Monday 26 December 2016

H Dollond Hulke




I came across this watercolour, signed H. Dollond-Hulke in a charity shop.  He's an artist whose  landscapes and coastal scenes  show up in  auction catalogues occasionally. Sometimes the "Dollond" is misread as "Hollond" or "Holland", because of the curious "D" of his signature. His works rarely seem to raise much interest and perhaps this is understandable: they often seem curiously empty, devoid of people or architecture. Over the last hundred years or so plenty of people have made made an aesthetic out of the curiously empty, but its not immediately obvious that this was Dollond-Hulke's intention.  A big red-brown cliff  on the right, with a series of headlands rapidly receding into blueness. Half-a dozen-seagulls hang in the air above the breaking surf.  The composition is a bit naive, but  it's nicely enough  painted.

H Dollond-Hulke doesn't show up on the genealogy websites, but Henry Dollond Hulk - without the terminal "e" - does. He was born in Brixton in 1885, the son of Abraham Hulk  and his wife Blanche, née Werninck.

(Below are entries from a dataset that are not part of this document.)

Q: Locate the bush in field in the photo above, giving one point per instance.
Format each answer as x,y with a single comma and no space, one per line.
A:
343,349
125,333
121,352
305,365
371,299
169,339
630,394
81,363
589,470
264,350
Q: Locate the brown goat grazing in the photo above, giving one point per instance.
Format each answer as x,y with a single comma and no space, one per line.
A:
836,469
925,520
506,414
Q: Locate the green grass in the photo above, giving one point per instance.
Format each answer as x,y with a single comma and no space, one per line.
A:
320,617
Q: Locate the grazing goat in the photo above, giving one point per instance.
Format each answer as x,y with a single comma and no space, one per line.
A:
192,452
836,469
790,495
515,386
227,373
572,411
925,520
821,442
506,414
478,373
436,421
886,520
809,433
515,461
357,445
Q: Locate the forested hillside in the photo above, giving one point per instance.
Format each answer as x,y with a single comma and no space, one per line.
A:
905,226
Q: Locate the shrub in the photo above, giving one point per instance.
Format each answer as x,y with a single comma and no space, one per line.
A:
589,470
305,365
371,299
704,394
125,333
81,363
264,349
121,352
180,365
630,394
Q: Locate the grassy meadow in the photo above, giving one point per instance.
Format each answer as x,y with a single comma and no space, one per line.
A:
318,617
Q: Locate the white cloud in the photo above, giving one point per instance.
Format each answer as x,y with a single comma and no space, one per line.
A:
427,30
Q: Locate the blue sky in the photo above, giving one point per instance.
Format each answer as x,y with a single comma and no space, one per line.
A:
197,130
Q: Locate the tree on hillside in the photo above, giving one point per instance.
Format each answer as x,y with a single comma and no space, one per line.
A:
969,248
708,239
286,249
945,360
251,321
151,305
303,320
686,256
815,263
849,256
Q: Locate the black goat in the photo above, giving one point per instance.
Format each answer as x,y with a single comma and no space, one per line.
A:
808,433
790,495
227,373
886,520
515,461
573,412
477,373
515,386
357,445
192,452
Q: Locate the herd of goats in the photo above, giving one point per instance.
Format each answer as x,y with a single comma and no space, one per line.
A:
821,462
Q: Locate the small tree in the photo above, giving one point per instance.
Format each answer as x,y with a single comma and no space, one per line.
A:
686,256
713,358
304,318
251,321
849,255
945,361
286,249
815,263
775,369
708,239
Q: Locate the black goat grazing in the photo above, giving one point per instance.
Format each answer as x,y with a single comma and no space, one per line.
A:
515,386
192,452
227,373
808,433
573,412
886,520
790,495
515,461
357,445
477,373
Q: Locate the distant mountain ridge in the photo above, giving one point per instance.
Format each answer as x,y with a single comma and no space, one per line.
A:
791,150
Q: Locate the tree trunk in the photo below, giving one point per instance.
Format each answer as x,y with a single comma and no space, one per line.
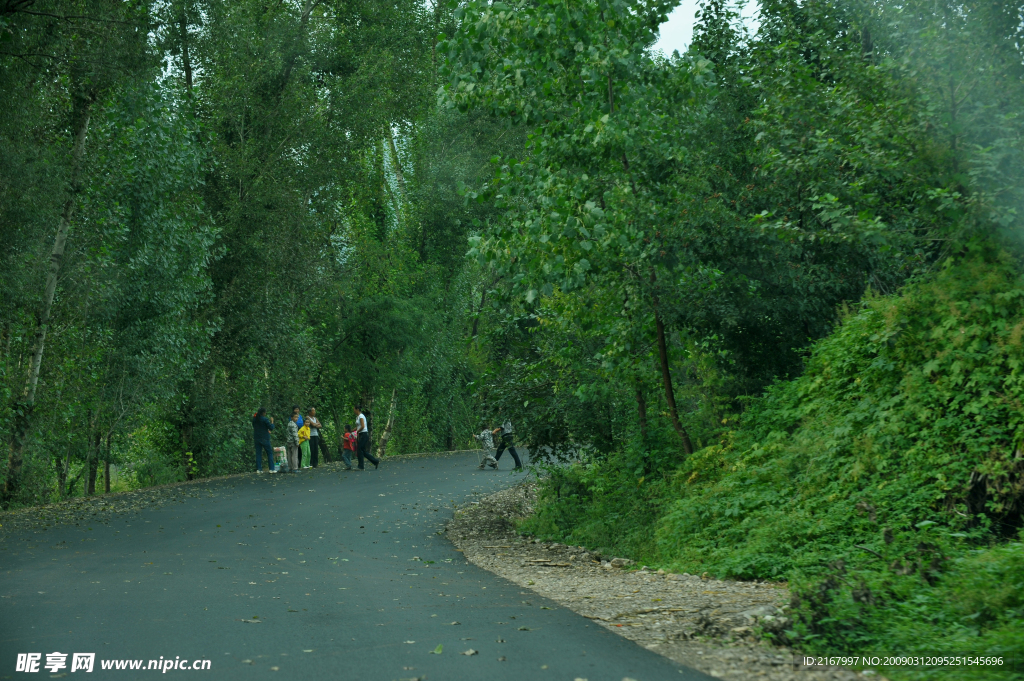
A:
386,435
641,410
93,465
23,410
107,466
479,311
670,394
399,176
339,428
185,60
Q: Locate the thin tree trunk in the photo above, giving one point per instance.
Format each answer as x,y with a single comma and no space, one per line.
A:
339,428
386,435
107,466
641,409
670,394
93,465
397,164
185,60
479,311
23,410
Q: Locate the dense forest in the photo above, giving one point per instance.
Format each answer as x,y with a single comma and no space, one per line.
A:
760,304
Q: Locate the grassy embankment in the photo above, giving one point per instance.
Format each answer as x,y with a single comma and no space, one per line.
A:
886,483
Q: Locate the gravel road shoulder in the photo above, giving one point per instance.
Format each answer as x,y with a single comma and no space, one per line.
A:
706,624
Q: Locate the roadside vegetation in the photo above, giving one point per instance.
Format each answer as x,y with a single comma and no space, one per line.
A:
756,308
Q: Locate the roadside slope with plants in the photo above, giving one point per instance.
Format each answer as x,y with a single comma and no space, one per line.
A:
885,482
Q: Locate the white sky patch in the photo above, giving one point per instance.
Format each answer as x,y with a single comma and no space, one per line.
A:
677,33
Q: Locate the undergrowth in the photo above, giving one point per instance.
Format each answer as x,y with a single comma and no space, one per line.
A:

Abraham, born in Amsterdam in 1844,  was a member of a large Anglo-Dutch family of artists who pursued their careers in both Britain and the Netherlands. His father, also called Abraham,  was a marine painter, but Abraham Jnr also painted landscapes.

Henry's family moved around quite a lot - they were in Willesden in 1891, Nottinghamshire in 1901 and Henley in 1911. Henry D Hulk is recorded under that name in the census of 1911, with his profession given as "painter (artist)".  By the time of their deaths, Henry, his three brothers and an unmarried sister were all recorded as "Hulke".  Perhaps the "e" was added during the First World War in an attempt to give the name a less Germanic look (though to me the effect is quite the opposite). He was presumably  the Henry D Hulke who died in Dover, aged 83, in 1968.

His  brother  Frederick Martinus signed his work "F. Martinus Hulk".  I suspect that  the  painter who signed  "Claude Hulke" was another brother, William Claude (1878 - 1955).

1 comment:

  1. I have one of his water colours it's called the devils teeth and it's of a clump of rock with waves crashing against it, I love it although there is no paint in the sky anymore as it has faded drastically over the years. I love that I potentially own a 100 year old painting! The inscription on the inside says something about deptford in it, we bought it in the Oxfam shop in blackheath in 1994 to use the frame to house my artwork for an exhibition, we initially sprayed the frame black, but I sprayed it silver years ago... it will probably be sprayed white soon.